Whenever Howard Mansfield writes about the world around him, whether it be small-town New England, or what compels us to preserve the artifacts of our lives, or the mystery of Time, I pay attention.Mel Allen, editor, Yankee magazine
Howard Mansfield's new book, Summer Over Autumn: A Small Book of Small-Town Life is named for what Mansfield calls the moment in late summer when the season is still going strong but you get that first glimpse at autumn.

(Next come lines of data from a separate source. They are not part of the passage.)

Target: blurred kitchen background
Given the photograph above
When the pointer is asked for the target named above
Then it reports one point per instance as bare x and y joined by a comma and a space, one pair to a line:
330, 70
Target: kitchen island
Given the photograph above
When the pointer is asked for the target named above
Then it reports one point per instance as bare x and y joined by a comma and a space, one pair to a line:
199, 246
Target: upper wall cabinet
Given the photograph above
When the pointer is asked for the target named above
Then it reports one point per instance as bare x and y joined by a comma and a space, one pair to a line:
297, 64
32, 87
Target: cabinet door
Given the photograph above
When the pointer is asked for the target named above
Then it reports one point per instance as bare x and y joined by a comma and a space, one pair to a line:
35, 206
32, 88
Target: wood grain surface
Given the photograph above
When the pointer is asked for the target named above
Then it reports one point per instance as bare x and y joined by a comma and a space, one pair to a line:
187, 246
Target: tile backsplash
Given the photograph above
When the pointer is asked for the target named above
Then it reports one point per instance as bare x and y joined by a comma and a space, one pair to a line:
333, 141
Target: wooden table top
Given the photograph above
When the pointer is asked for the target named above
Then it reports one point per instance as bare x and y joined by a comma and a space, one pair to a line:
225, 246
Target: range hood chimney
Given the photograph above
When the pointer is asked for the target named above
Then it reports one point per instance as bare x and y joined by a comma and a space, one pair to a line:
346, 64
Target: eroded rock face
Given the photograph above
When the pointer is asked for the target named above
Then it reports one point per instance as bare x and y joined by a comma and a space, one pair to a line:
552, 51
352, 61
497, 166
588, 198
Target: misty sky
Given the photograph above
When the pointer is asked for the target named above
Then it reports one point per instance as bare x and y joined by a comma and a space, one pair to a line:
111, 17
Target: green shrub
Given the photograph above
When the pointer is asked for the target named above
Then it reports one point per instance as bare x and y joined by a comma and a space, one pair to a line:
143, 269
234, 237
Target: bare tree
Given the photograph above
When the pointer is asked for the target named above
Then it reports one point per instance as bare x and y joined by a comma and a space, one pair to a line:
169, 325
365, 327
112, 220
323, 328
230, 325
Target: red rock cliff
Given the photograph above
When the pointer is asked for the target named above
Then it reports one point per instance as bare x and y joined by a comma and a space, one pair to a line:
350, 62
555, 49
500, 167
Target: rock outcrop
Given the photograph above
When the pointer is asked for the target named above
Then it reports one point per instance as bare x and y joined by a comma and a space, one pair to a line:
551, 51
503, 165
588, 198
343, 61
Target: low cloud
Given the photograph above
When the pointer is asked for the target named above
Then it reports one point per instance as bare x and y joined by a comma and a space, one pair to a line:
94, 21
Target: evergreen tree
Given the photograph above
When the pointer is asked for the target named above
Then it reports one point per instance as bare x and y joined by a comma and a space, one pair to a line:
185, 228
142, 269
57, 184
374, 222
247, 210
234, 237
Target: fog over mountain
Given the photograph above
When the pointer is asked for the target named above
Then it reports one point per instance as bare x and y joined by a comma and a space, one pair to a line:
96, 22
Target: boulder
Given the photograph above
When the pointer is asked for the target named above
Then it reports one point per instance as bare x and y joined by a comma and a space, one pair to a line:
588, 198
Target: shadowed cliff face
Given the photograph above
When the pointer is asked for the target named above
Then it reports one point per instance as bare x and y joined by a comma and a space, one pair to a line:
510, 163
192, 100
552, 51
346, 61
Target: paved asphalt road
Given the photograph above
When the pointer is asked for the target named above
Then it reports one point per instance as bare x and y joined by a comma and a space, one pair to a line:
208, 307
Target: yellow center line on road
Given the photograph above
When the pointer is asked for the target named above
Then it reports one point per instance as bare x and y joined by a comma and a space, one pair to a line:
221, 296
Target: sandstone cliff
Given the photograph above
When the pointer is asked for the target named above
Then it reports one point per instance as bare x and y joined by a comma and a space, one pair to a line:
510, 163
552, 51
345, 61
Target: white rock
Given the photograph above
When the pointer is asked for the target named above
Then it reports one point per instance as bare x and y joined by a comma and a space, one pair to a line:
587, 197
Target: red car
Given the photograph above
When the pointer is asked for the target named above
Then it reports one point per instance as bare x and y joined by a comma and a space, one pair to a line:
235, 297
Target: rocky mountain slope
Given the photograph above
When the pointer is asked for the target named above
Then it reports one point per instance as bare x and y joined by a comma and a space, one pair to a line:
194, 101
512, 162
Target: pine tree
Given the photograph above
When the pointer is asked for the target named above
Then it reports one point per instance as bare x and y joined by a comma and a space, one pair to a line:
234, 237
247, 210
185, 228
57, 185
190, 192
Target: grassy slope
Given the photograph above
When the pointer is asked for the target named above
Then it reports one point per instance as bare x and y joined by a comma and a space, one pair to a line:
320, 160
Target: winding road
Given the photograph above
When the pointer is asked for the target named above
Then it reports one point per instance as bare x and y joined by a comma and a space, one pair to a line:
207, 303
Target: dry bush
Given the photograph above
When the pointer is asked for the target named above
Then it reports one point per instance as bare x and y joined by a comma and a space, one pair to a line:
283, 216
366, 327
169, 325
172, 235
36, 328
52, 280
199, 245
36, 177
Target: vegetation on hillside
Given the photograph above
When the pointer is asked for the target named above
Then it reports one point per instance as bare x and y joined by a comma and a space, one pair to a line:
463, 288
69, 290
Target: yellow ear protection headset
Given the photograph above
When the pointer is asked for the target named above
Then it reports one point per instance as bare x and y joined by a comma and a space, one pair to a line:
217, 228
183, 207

There's a moment every summer when I look up at a nearby mountain and see a weakening of the green, and here and there like a splattering of paint, the first yellow leaves, writes Mansfield. Autumn is beginning to slip out from undercover. I think of this moment as its own distinct time, as Summer Over Autumn. This is the moment that precedes the fall snap, the great colors, and the final bare season in November. Mansfield's new book is about such moments. Summer Over Autumn is a small book of small-town life. He has written twenty-one short essays over the last thirty years, stories about neighbors, animals, tractors, trees, yard sales, funerals, money, and fidelity to time itself. It's a book about the crooked path that is New Hampshire, about the parts that are postcard pretty, and the rougher parts that have a kind of hidden grace you have to live with to really see. He doesn't waste time with the quaint postcard view of a New England town, but shows readers where the real merit of small-town life lies. It can be found in the war waged against invasive, wild rosebushes, the hopeful placing of bets in the elm tree lottery, the artful dance of fundraising, and in bribing the band to play longer at the mechanic's anniversary party. He brings us the hidden stories in one chair, a conversation in passing, or a Fourth of July fireworks display. Like Hancock's crooked Main Street, the town and these stories are not just there for reminiscing; they are a breathing lesson. Howard Mansfield is an everyday tourist and detective of the nearby. His ability to fully immerse himself in the here rather than rushing on towards there, has helped him create the wonderful essays in this small book full of big ideas.
Howard Mansfield is the author of books about preservation, architecture, and history. He has contributed to the New York Times, the Washington Post, Historic Preservation, and Yankee. He and his wife, writer Sy Montgomery, live in a 130-year-old house in Hancock, New Hampshire.